La Couleur de la Grenade (Sayat Nova) (1968) de Sergei Parajanov
Considéré comme un chef-d'oeuvre du type - il s'est pris quand même 5 ans de goulag pour la peine, le bougre -, ce film sur la vie du poète arménien Sayat Nova au 18ème s. (apparemment plus passionnante que celle d'un lanceur de poids Ouzbèke du 19ème, cela dit sans préjugés) est une série de tableaux animés pleins de bruits et de couleurs et dont le sens métaphorique m'a sans doute échappé la plupart du temps. Restent quelques visions définitivement, euh... originales, alors que l'on suit la vie du gars de son enfance à son trépas, en passant par sa visite à la cour d'un roi ou encore sa retraite dans un monastère. J'ai cru aussi reconnaître un moment Barbara dans le film, mais c'est en fait le poète qui aurait changé de sexe parfois au cours de sa vie d'où les grosses embrouilles par la suite de Parajanov accusé d'homosexualité - ah moi?, j'ai aucune preuve, j'en sais po plus. Bref au départ, c'est un feu d'artifice de couleurs - les teintures de tissus -, d'images impressionnantes - ces multiples livres que l'on sèche sur le toit de l'église - ou encore de "sensations visuelles" - les séquences sur ces corps dans les bains... On imagine dans quelle atmosphère a pu grandir le petit Sayat et Parajanov de composer chaque image comme un bouquet de saveurs, un festin esthétique.

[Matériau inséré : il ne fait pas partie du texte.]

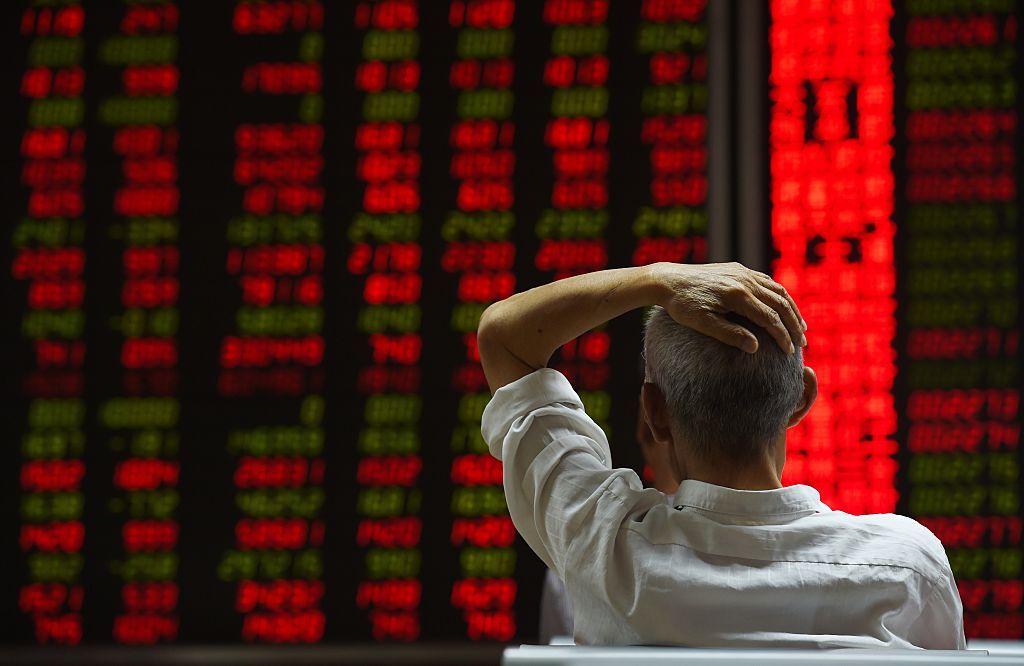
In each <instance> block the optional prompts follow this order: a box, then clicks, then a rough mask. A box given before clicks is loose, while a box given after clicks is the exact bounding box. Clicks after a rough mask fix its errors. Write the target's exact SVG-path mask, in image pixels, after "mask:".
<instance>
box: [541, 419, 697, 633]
mask: <svg viewBox="0 0 1024 666" xmlns="http://www.w3.org/2000/svg"><path fill="white" fill-rule="evenodd" d="M636 430H637V431H636V439H637V442H638V443H639V444H640V453H641V454H642V455H643V462H644V467H645V468H646V470H647V471H649V472H650V482H651V486H652V487H653V488H655V489H656V490H657V491H658V492H660V493H662V494H663V495H665V496H666V500H665V501H670V500H671V499H672V496H673V495H675V493H676V491H677V490H678V489H679V483H680V481H679V480H678V478H677V477H676V476H675V474H674V472H673V469H672V465H671V464H670V463H669V457H670V455H671V453H670V450H669V449H670V447H668V446H666V443H664V442H663V443H658V442H655V441H654V435H653V434H652V433H651V431H650V426H649V425H647V421H646V419H644V416H643V411H642V410H641V412H640V413H639V414H638V415H637V427H636ZM571 635H572V605H571V602H570V601H569V597H568V593H567V592H566V591H565V583H563V582H562V580H561V579H560V578H558V577H557V576H555V574H554V573H553V572H552V571H551V570H550V569H548V570H546V571H545V573H544V587H542V588H541V623H540V639H541V640H540V641H541V643H542V644H548V643H550V642H551V641H552V639H555V638H563V637H565V636H571Z"/></svg>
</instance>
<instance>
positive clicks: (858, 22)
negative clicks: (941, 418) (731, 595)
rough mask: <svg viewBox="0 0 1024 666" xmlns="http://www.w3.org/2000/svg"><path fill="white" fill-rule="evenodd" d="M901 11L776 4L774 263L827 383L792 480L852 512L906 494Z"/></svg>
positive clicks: (772, 206) (878, 510)
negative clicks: (900, 242)
mask: <svg viewBox="0 0 1024 666" xmlns="http://www.w3.org/2000/svg"><path fill="white" fill-rule="evenodd" d="M892 12H893V8H892V4H891V3H889V2H877V3H873V4H871V5H869V6H868V7H866V8H865V10H864V11H862V12H859V13H857V14H849V13H845V12H841V11H839V9H838V7H837V8H834V9H833V10H829V11H826V12H825V13H821V12H818V11H815V10H812V9H809V8H806V7H803V6H801V5H793V4H784V3H779V2H776V3H772V19H773V25H772V28H771V33H770V38H769V40H770V43H771V44H772V69H771V97H772V100H773V105H772V111H771V120H770V123H771V125H770V127H771V132H770V142H771V164H772V167H771V168H772V178H773V180H772V233H773V237H774V239H775V243H776V247H777V248H778V249H779V254H780V256H779V258H778V259H776V261H775V262H774V265H773V272H774V274H775V276H776V277H777V279H778V280H779V282H780V283H782V284H783V285H785V286H786V288H787V289H788V291H790V292H791V294H793V296H794V298H795V299H796V300H797V302H798V303H800V304H801V311H802V314H803V315H804V318H805V319H806V320H807V322H808V326H809V334H810V335H811V336H812V337H811V339H812V340H813V342H812V345H811V348H810V349H809V350H808V351H807V353H806V357H807V361H806V362H807V364H808V365H809V366H811V367H813V368H815V370H816V371H817V374H818V377H819V381H820V386H821V391H820V392H819V394H818V402H817V404H816V405H815V409H814V410H813V411H812V412H811V413H810V415H809V416H808V418H806V419H805V420H804V422H803V423H802V424H801V425H800V426H799V427H797V428H794V429H793V430H791V435H790V439H788V449H790V457H788V462H787V463H786V475H785V483H787V484H794V483H809V484H810V485H812V486H814V487H816V488H817V489H818V490H819V491H820V492H821V494H822V500H823V501H824V502H825V503H827V504H829V505H830V506H834V507H836V508H840V509H842V510H846V511H850V512H853V513H864V512H878V511H892V510H893V509H894V507H895V503H896V499H897V494H896V489H895V487H894V481H895V472H896V464H895V462H894V461H893V460H892V458H891V457H890V456H891V455H892V454H893V453H895V450H896V445H895V442H894V441H893V440H892V438H893V435H894V434H895V432H896V414H895V409H894V405H893V400H892V392H891V391H892V385H893V380H894V377H895V373H896V370H895V366H894V364H893V356H892V351H891V344H892V339H893V336H894V334H895V319H894V317H893V311H894V307H895V301H894V299H893V291H894V284H895V267H894V265H893V258H892V257H893V251H892V237H893V233H894V227H893V223H892V212H893V175H892V170H891V167H890V161H891V158H892V148H891V145H890V142H889V141H890V140H891V137H892V135H893V131H894V129H893V126H892V122H893V121H892V113H893V111H892V109H893V75H892V67H891V56H890V48H891V44H890V43H889V38H888V35H889V18H890V16H891V15H892ZM851 35H856V36H857V37H856V39H855V40H854V42H851V41H850V40H851V39H852V38H851V37H850V36H851ZM822 49H825V50H822ZM825 51H827V53H828V55H825ZM809 91H810V92H809ZM810 103H814V105H815V106H814V107H813V109H809V108H808V107H809V105H810ZM849 105H855V109H854V110H851V109H850V108H849ZM852 113H855V114H856V116H857V121H856V124H855V125H851V124H850V123H849V122H848V119H849V118H850V117H851V114H852Z"/></svg>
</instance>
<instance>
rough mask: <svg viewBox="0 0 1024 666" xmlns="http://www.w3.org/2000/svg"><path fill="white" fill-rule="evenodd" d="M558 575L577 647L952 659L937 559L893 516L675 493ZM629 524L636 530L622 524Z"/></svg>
mask: <svg viewBox="0 0 1024 666" xmlns="http://www.w3.org/2000/svg"><path fill="white" fill-rule="evenodd" d="M671 501H672V505H658V506H655V507H653V508H651V509H649V510H648V511H647V512H646V513H645V514H644V515H643V516H642V517H641V516H634V517H632V518H627V519H626V521H625V522H624V524H623V525H622V526H621V529H620V531H618V534H617V535H616V536H615V537H614V542H615V545H614V547H613V554H612V556H611V557H610V558H609V559H608V560H606V561H605V563H604V565H606V568H605V566H602V565H598V564H597V563H596V561H595V560H590V561H592V563H593V565H594V566H588V558H586V557H582V558H580V560H578V561H579V565H578V566H577V567H571V566H570V567H569V568H568V569H567V571H566V576H567V578H568V583H567V587H568V589H569V590H572V591H573V595H572V596H573V603H572V605H573V608H574V609H577V626H578V627H579V629H578V632H577V636H578V639H579V640H580V641H581V642H587V643H614V644H635V643H644V644H666V643H681V644H688V646H732V647H759V646H788V647H822V648H825V647H827V648H853V647H863V648H881V647H890V648H912V647H920V648H944V649H963V648H964V647H965V644H964V642H963V630H959V631H958V632H956V633H955V634H953V633H950V634H949V635H945V636H944V635H943V628H944V627H948V626H949V622H950V618H953V617H955V618H958V617H961V614H962V610H961V608H959V599H958V597H956V596H955V595H954V594H949V593H948V591H949V588H950V586H951V585H952V582H951V577H950V576H949V573H948V565H946V560H945V555H944V553H943V551H942V547H941V545H940V544H939V543H938V541H937V540H936V539H935V537H934V536H932V535H931V533H929V532H928V531H927V530H925V529H924V528H922V527H921V526H920V525H919V524H916V523H915V522H913V521H910V519H908V518H905V517H902V516H897V515H869V516H852V515H849V514H846V513H842V512H833V511H829V510H828V508H827V507H826V506H824V505H823V504H821V503H820V502H819V501H818V494H817V492H816V491H814V490H813V489H811V488H808V487H806V486H795V487H790V488H784V489H781V490H777V491H757V492H752V491H735V490H731V489H726V488H721V487H718V486H710V485H708V484H702V483H700V482H694V481H686V482H683V485H682V486H681V487H680V490H679V492H678V493H676V495H675V497H674V498H672V500H671ZM636 518H640V519H636Z"/></svg>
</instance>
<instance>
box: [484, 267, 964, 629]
mask: <svg viewBox="0 0 1024 666" xmlns="http://www.w3.org/2000/svg"><path fill="white" fill-rule="evenodd" d="M647 305H657V306H660V308H655V311H654V314H653V316H652V317H651V319H650V321H649V322H648V323H647V328H646V332H645V339H644V351H645V356H646V365H647V381H646V383H645V384H644V387H643V390H642V393H641V405H642V409H643V413H644V418H645V420H646V422H647V424H648V425H649V427H650V430H651V433H652V436H653V439H654V441H655V442H656V443H658V444H660V445H664V446H666V447H667V448H668V450H669V451H670V456H669V463H670V466H671V467H672V469H673V473H674V475H675V476H677V477H678V478H681V480H683V481H682V483H681V484H680V485H679V488H678V490H677V491H676V493H675V495H674V496H673V498H672V501H671V503H667V502H665V500H664V496H663V495H662V494H660V493H659V492H657V491H656V490H654V489H646V490H645V489H643V488H642V486H641V484H640V482H639V478H638V477H637V475H636V473H635V472H633V471H632V470H628V469H612V468H611V455H610V451H609V449H608V444H607V440H606V439H605V436H604V433H603V431H602V430H601V429H600V428H599V427H598V426H597V425H596V424H595V423H594V422H593V420H591V419H590V418H589V417H588V416H587V414H586V413H585V412H584V409H583V405H582V403H581V402H580V399H579V397H578V396H577V393H575V392H574V391H573V390H572V387H571V386H570V385H569V383H568V381H566V379H565V378H564V377H563V376H562V375H561V374H559V373H558V372H556V371H554V370H551V369H548V368H546V367H545V366H546V365H547V363H548V361H549V359H550V358H551V355H552V353H553V352H554V351H555V350H556V349H557V348H558V347H559V346H560V345H562V344H564V343H565V342H567V341H568V340H571V339H573V338H574V337H577V336H579V335H580V334H582V333H584V332H585V331H588V330H590V329H592V328H594V327H595V326H598V325H600V324H602V323H604V322H606V321H608V320H610V319H612V318H614V317H617V316H620V315H622V314H624V313H626V311H629V310H631V309H634V308H636V307H643V306H647ZM805 330H806V324H805V323H804V321H803V319H802V318H801V316H800V313H799V310H798V308H797V305H796V303H795V302H794V301H793V299H792V298H791V297H790V296H788V294H787V293H786V291H785V289H784V288H783V287H782V286H781V285H778V284H777V283H775V282H773V281H772V280H771V279H770V278H769V277H768V276H766V275H764V274H760V273H756V272H753V270H750V269H748V268H745V267H743V266H741V265H739V264H735V263H730V264H710V265H699V266H698V265H682V264H670V263H658V264H653V265H649V266H642V267H637V268H617V269H612V270H602V272H598V273H594V274H589V275H585V276H577V277H574V278H569V279H566V280H562V281H559V282H556V283H553V284H550V285H545V286H543V287H538V288H537V289H531V290H529V291H526V292H523V293H521V294H516V295H514V296H512V297H510V298H508V299H506V300H504V301H501V302H498V303H495V304H494V305H492V306H490V307H488V308H487V310H486V311H485V313H484V314H483V317H482V318H481V319H480V326H479V331H478V338H477V342H478V346H479V350H480V357H481V360H482V363H483V370H484V373H485V374H486V377H487V382H488V383H489V385H490V389H492V391H493V392H494V399H493V400H492V402H490V403H489V405H488V406H487V408H486V410H485V411H484V414H483V419H482V424H481V427H482V431H483V435H484V438H485V439H486V441H487V444H488V446H489V448H490V451H492V453H493V454H494V455H495V456H497V457H500V458H501V459H502V461H503V462H504V465H505V494H506V498H507V501H508V506H509V512H510V513H511V515H512V519H513V521H514V523H515V525H516V528H517V529H518V530H519V533H520V534H521V535H522V536H523V538H524V539H525V540H526V542H527V543H528V544H529V546H530V547H531V548H532V549H534V551H535V552H536V553H537V554H538V555H539V556H540V557H541V559H543V560H544V561H545V564H546V565H547V566H548V567H549V568H550V569H552V570H554V572H555V573H556V574H557V575H558V576H559V577H560V578H562V580H564V581H565V586H566V589H567V590H568V592H569V595H570V597H571V599H572V608H573V611H574V616H575V617H574V620H575V622H574V636H575V639H577V642H580V643H591V644H638V643H645V644H685V646H694V647H715V646H722V647H726V646H729V647H767V646H784V647H791V648H793V647H821V648H853V647H864V648H886V647H889V648H929V649H963V648H965V646H966V641H965V638H964V629H963V609H962V606H961V600H959V595H958V594H957V592H956V586H955V583H954V581H953V577H952V573H951V571H950V569H949V564H948V561H947V560H946V556H945V553H944V551H943V549H942V545H941V544H940V543H939V542H938V540H937V539H935V537H934V536H933V535H932V534H931V533H930V532H929V531H928V530H926V529H925V528H923V527H922V526H921V525H919V524H918V523H915V522H914V521H911V519H909V518H906V517H902V516H897V515H892V514H880V515H864V516H853V515H848V514H846V513H842V512H839V511H831V510H830V509H829V508H828V507H827V506H825V505H824V504H822V503H821V502H820V500H819V497H818V494H817V492H816V491H814V490H813V489H811V488H809V487H807V486H791V487H786V488H783V487H782V484H781V482H780V477H781V473H782V466H783V464H784V462H785V430H786V428H788V427H792V426H794V425H796V424H797V423H799V422H800V420H801V419H802V418H803V417H804V416H805V415H806V414H807V412H808V411H809V410H810V409H811V406H812V405H813V403H814V399H815V397H816V394H817V381H816V378H815V375H814V372H813V371H812V370H811V369H810V368H805V367H804V366H803V359H802V353H801V351H800V347H801V346H804V345H805V344H806V339H805V337H804V331H805Z"/></svg>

Rapidement cependant, ensuite (bon, c'est peut-être aussi parce que je suis po un spécialiste de l'art byzantin ni de l'iconographie du coin... je suis un spécialiste de pas grand chose, même, si vous voulez mon sentiment général), on se retrouve un peu dans la peau d'un Edouard Baer qui voudrait commenter le reste du film à un aveugle : c'est un étalage de tapis suspendus très jolis, un défilé de moutons dans une église - parmi eux quelques-uns se verront égorgés hors-champs (par exemple, les poulets, eux, très présents dans la mise en scène du gars, se feront couper la tête dans une ultime séquence où ils partent en vrille au milieu de bougies alors que notre héros agonise... Hein, oui, pas tout saisi, sauf que le poulet, vous remarquerez, a souvent un regard revanchard quand il est face caméra), il y a des troubadours qui font les marioles filmés en plongée, un angelot qui tourne souvent en arrière-plan, une séquence avec 3542 figurants qui font tous un truc dans chaque coin de l'écran - ah oui c'est beau !, hum... Le film s'achève et sans avoir un air consterné parce qu'on nous a dit que c'était un chef-d'oeuvre et qu'on est ouvert à la discussion, on termine avec un sourcil gauche légèrement abattu et un petit éclat dans le regard un peu éteint, po vraiment fier d'avoir pratiquement rien pipé à ce récit composé de séries de vignettes (Ah si, un moment un couple n'arrête po de triturer du coton, ce fut exactement mon impression dominante au cours de la vision). On se rassure en se disant qu'esthétiquement, fusil, c'est fort (il aime bien jouer avec les fils transparents le gars) mais qu'au niveau de l'émotion on n'a pas plus vibré que pendant un mariage chinois... Comme dirait la critique de ma jaquette "Truly sublime... an extraordinarily beautiful film" - ah ben ouais c'est facile à dire... J'ai presque envie d'avoir la même lâcheté, eheh ("Vraiment admirable ce coquillage sur ce sein, prodigieux!"). Je suis volontairement un peu caustique - l'univers visuel de Parajanov est franchement unique -, mais beaucoup moins charmé, si l'on peut dire, que par Les Chevaux de Feu. Voilà, à vous de voir et d'être, si possible, ému... (Shang - 22/12/08)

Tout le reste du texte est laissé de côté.